In a discipline concerned with “close-looking” and “object-based analysis,” the subfield of nineteenth-century art history has tended towards questions of social and cultural history, or towards questions informed by theory; The Symbolist Roots of Modern Art’s examination of how artists critically interrogated art’s object-ness and semiotics, therefore, could be championed as a return to art history’s own roots. At a time when the boundary lines separating art historical subfields (as reflected in academic employment postings and departmental reorganization) have started to be redrawn, broken down, or even abandoned, Facos and Mednick’s volume adroitly traverses the slipperiness between subfields. Yet the pressing of late nineteenth-century Symbolism into the realm of twentieth-century Modernism may also be understood as a reflection of our subfield’s shifting place in the overall history of art. What was once a distinct subfield within the discipline, the nineteenth century seems as though it may be split in two, with those working on the first half of the century pushed back to the “early modern” and those working on the second half pulled forward to the “modern and contemporary.” But the vitalism of nineteenth-century art and of our discipline lies in the very fact that the stories of both remain forever in flux; therefore, such a potential split should be less feared than embraced as a manifestation of the subfield’s real dynamism. The Symbolist Roots of Modern Art’s work to recast Symbolism, and with it, Modernism, thus alternately reflects uncertainty and excitement over nineteenth-century art history’s future direction—which will be sure to spark lively discussion, much as fin-de-siècle anxieties about an equally unforeseen future did a century ago.

Alexis Clark
Lecturer in Art History
University of Southern California
alexisc[at]usc.edu




[1] To my knowledge, David Cottington was the first to point out this important quote: “....qu’est qu’un art ‘avant-garde?’” See Roger Allard, La Cote, no. 22 October 1912 in David Cottington, Cubism and the Politics of Culture in France, 1905–1914 (PhD diss., University of London, Courtauld Institute of Art, 1985).
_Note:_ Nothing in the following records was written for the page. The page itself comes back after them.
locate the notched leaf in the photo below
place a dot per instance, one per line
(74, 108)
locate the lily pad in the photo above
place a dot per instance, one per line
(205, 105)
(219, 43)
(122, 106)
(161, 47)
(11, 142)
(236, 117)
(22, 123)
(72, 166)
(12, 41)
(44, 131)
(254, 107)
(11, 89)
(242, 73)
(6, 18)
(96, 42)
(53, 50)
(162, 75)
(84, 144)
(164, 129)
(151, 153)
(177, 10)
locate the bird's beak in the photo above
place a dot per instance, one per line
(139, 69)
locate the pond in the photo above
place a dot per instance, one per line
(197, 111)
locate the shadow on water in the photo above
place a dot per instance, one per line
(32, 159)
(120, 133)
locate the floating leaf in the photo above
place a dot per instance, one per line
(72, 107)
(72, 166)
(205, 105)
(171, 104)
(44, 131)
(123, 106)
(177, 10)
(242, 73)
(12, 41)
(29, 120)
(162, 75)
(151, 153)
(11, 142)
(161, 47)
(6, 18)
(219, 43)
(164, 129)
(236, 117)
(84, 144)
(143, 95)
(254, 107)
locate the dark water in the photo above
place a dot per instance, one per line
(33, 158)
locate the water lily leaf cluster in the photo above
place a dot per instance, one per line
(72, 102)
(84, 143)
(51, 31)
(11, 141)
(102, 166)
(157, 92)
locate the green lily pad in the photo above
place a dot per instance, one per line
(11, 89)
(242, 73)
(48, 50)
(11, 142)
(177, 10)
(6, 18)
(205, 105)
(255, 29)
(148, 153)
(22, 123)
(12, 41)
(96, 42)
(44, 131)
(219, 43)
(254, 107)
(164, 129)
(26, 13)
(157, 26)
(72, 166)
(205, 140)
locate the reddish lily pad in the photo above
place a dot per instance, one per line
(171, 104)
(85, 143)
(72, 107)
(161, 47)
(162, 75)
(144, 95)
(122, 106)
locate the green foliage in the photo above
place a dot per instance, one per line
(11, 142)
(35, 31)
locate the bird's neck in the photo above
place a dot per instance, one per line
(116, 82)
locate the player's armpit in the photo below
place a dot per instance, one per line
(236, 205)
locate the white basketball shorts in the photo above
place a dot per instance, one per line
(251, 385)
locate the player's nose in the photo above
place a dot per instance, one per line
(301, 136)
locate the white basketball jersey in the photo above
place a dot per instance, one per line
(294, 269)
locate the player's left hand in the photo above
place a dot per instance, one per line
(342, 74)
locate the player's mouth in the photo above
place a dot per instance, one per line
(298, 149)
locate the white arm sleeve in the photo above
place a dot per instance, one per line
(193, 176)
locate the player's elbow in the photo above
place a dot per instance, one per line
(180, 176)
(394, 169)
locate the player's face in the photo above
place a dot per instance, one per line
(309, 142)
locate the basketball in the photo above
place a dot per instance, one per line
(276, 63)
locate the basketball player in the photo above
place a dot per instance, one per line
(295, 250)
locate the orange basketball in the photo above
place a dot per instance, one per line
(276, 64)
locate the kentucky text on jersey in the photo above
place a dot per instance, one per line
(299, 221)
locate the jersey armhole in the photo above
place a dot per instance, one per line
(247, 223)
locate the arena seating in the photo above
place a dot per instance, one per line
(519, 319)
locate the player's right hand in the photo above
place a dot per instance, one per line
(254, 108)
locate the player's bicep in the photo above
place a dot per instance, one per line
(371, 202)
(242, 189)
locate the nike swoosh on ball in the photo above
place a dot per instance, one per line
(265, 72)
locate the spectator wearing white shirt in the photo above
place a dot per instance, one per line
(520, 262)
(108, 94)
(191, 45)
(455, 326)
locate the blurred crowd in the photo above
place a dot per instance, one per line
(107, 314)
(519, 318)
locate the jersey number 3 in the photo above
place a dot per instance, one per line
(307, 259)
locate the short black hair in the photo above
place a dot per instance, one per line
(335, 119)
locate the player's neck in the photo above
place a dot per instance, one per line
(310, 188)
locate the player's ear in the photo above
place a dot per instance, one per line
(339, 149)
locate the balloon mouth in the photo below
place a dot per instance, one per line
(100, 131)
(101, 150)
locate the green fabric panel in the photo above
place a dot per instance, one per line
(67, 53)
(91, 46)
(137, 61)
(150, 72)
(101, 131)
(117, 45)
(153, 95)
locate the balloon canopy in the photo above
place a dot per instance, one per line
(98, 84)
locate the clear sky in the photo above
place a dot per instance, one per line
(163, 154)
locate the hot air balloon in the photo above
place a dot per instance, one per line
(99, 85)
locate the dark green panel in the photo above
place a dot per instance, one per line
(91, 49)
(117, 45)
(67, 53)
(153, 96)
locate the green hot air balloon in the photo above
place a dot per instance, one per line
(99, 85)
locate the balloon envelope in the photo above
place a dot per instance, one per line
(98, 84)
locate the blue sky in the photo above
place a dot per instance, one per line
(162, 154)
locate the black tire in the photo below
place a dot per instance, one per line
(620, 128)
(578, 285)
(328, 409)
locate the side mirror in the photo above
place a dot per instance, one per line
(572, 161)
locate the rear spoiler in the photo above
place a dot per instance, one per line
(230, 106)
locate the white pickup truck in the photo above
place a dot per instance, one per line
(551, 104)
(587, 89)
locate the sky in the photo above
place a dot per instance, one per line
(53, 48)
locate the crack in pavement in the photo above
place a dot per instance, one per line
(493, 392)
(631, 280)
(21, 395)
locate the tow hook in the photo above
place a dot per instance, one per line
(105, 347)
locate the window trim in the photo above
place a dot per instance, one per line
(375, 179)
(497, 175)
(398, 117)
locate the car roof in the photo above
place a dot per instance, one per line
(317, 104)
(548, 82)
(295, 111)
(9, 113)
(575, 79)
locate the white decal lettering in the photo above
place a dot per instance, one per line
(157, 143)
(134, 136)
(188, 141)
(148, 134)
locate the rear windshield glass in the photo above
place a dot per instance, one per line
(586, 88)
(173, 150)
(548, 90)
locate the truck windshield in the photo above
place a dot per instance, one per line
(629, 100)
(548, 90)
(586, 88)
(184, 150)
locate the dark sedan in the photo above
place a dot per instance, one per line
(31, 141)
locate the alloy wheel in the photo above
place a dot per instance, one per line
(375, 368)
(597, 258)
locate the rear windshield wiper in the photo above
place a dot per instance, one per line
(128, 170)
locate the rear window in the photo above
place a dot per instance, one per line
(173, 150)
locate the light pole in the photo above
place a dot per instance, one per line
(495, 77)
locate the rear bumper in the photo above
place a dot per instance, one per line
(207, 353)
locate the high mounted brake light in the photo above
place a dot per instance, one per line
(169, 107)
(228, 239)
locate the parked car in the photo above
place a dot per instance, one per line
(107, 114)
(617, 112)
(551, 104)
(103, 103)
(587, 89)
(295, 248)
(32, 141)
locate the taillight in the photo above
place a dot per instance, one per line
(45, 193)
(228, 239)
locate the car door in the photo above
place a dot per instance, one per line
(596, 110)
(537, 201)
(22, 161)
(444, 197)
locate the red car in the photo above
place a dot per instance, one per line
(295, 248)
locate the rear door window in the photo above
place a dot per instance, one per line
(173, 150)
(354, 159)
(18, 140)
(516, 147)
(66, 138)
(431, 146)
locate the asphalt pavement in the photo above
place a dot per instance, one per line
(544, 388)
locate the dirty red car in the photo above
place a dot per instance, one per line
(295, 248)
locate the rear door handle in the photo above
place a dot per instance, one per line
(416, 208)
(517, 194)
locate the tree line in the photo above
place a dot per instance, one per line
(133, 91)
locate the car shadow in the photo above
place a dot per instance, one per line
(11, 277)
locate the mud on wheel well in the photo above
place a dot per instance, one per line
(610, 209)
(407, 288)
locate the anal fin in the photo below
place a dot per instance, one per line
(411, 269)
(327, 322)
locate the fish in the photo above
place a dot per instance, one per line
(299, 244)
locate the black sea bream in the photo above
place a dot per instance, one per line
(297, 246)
[2] Charles Morice, “Paul Gauguin,” Mercure de France, December 1893, 289–300.

[3] Facos and Mednick see the Symbolists’ interests in semiotics as part of a wider intellectual current in this period. Saussure’s lectures on structural linguistics, given in 1895, were only published posthumously in 1916. See Charles Bally and Albert Séchehaye, eds., Cours de linguistique générale (Paris: Payot, 1916).

[4] The volume supposes a knowledge of Stéphane Mallarmé’s aesthetic and philosophical influence. Those unfamiliar with Mallarmé would do well to consult outside sources such as Stéphane Mallarmé, Oeuvres completes (Paris: Gallimard, 1998).

[5] As Marvick makes evident, Mallarmé and Khnopff knew one another. Khnopff illustrated Mallarmé’s A la nue accablante tu. Together, the illustration and poem were published in the April–May 1895 issue of the Berlin periodical Pan. Mallarmé also wrote about the illustration in his letters. See Stéphane Mallarmé, Correspondance, VII, juillet 1894-décembre 1895, ed. H. Mondor and L.J. Austin (Paris: Gallimard-Nouvelle Revue Française, 1982).